15 Panel Analysis

“The more things change, the more they are the same.”

—Jean-Baptiste Alphonse Karr

15.1 Panel data

Recall from Chapter 2 that panel data measures the same units over multiple time periods. Table 15.1 below provides an example of panel data. Panels for geographic or political areas such as counties, school or voting districts, states, and countries are common and easy to obtain. Due to privacy protections and challenges of following people over time, panels of individual people are somewhat more difficult to obtain but are quite common.

Table 15.1: Panel example
country continent year lifeExp pop gdpPercap
Argentina Americas 1997 73.275 36203463 10967.282
Argentina Americas 2002 74.340 38331121 8797.641
Argentina Americas 2007 75.320 40301927 12779.380
Bolivia Americas 1997 62.050 7693188 3326.143
Bolivia Americas 2002 63.883 8445134 3413.263
Bolivia Americas 2007 65.554 9119152 3822.137

Cross-sectional data is like having a single picture for each unit among multiple units. We use variation across those units with respect to some variable (e.g. income, unemployment rates) to explain or predict outcomes of interest. Time series is like having a video of one subject, following that subject over multiple time periods. We use variation over time to explain or predict outcomes of interest for that subject. Panel data is like having videos for multiple subjects. Therefore, we have variation across units and over time to use for explaining or predicting outcomes of interest.

15.2 Fixed effects

The additional information contained within panel data affords us a wide array of new analytic techniques that go far beyond the scope of this book. There is one technique or model, however, that is probably the most common and very easy to use: the fixed effects model.

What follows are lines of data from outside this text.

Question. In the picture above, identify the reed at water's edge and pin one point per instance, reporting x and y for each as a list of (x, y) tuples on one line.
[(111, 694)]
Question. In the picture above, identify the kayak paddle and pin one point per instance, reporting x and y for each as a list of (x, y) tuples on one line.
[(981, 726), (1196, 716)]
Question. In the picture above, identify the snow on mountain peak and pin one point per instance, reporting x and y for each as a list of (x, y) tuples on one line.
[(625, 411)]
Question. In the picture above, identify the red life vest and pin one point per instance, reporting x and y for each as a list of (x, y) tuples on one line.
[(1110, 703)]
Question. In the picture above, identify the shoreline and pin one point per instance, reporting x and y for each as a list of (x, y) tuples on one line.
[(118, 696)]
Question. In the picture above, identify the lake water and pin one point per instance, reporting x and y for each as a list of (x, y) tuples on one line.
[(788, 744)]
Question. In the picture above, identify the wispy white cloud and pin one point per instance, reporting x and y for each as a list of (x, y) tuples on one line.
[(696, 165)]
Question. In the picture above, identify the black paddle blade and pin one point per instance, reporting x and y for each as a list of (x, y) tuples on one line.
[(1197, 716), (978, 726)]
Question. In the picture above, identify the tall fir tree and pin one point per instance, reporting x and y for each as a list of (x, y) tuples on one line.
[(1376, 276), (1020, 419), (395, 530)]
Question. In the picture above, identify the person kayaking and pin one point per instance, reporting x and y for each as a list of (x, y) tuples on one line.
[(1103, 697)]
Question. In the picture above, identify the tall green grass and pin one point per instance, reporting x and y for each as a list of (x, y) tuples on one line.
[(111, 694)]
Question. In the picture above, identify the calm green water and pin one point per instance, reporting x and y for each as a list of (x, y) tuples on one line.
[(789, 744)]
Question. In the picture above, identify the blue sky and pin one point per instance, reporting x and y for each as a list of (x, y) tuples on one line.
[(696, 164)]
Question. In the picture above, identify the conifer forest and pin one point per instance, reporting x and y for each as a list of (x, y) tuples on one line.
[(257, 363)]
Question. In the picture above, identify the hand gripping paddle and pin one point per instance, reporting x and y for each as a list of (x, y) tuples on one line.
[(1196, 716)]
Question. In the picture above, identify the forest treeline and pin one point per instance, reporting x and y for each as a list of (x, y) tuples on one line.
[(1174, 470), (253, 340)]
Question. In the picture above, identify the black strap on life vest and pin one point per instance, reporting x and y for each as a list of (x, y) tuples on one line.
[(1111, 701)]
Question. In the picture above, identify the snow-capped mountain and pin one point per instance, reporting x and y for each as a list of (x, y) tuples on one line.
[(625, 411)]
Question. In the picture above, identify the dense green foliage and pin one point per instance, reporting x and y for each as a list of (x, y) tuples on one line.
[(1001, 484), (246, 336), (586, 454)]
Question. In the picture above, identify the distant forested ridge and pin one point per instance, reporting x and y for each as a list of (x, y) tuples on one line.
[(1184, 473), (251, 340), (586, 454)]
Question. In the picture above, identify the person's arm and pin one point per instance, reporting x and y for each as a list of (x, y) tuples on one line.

Recall the standard multiple regression model shown below. This model is slightly different from what you have seen before because it uses indexing to indicate that we have panel data. This indexing is done with the i and t subscripts, which represent subject and time, respectively. It is simply used to convey that we have multiple subjects i over multiple time periods t.

\[\begin{equation} y_{it}=\beta_0+\beta_1x_{1it}+\beta_2x_{2it}+\cdots+\beta_kx_{kit}+\epsilon_{it} \tag{15.1} \end{equation}\]

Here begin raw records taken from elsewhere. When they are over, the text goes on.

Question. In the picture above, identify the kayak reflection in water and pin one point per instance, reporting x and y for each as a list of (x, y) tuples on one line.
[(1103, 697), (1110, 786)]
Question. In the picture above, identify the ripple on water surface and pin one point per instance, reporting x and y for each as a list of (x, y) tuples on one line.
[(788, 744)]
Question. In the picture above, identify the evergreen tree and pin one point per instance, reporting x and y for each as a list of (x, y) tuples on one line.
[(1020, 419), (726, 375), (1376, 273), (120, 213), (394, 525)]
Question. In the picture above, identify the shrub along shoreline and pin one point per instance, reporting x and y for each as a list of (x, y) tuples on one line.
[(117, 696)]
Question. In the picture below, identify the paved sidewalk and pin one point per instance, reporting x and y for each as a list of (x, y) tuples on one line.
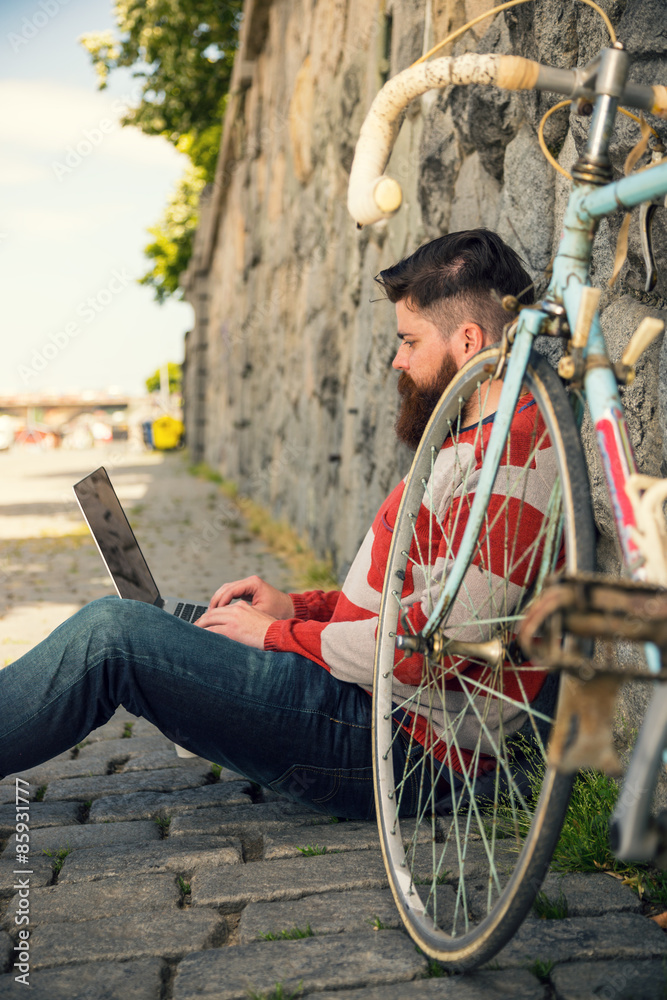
[(155, 878)]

A fixed effects model is a slightly modified version of Equation (15.1) that represents an important conceptual leap. Recall that the \(\epsilon_{it}\) term represents all the factors that are associated with or affect the outcome \(y_{it}\) that we cannot include in our model for various reasons. This error term is inevitable and not a problem as long as there are no factors that also affect any of our explanatory variables. Otherwise, we have omitted variable bias in our model and may not be able to use our results.

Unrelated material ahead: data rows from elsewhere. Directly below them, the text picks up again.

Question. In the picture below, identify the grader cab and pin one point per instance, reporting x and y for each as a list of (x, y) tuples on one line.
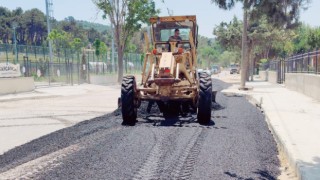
[(169, 75)]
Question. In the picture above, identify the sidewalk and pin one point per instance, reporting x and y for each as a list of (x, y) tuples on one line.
[(293, 118)]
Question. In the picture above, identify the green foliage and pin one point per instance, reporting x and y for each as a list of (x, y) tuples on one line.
[(32, 29), (127, 17), (313, 38)]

In most cases, someone can probably think of an omitted variable that is related to one or more of the explanatory variables. In other words, it is really difficult to convincingly guard against claims of omitted variable bias. However, having panel data allows us to guard against an important source of potential OVB by using a fixed effects model. Using a fixed effects model allows us to control for all of the omitted factors that do not change over time.

The fixed effects model is represented in Equation (15.2) below. Note the new term (the Greek letter alpha) immediately to the right of the equal sign has replaced the usual y-intercept, \(\beta_0\), term. Also, note the index for this new term only includes i. Because our data contains a time series for each subject i, we can model a unique y-intercept for each subject. The unique y-intercepts represent all of the stuff that makes the subjects inherently different from each other and do not change over time, or at do not meaningfully change over the time span of our data.

\[\begin{equation} y_{it}=\alpha_{i}+\beta_1x_{1it}+\beta_2x_{2it}+\cdots+\beta_kx_{kit}+\epsilon_{it} \tag{15.2} \end{equation}\]

The fixed effect model is essentially identical to controlling for a categorical variable like we saw in Chapter 7. Recall the graph below where we controlled for the region each state is in when modeling the relationship between miles driven and traffic fatalities. We controlled for region not because we thought being in the West literally causes drivers to have more fatal accidents, but rather because regions might capture unobserved geographic or infrastructure characteristics that affect traffic fatalities.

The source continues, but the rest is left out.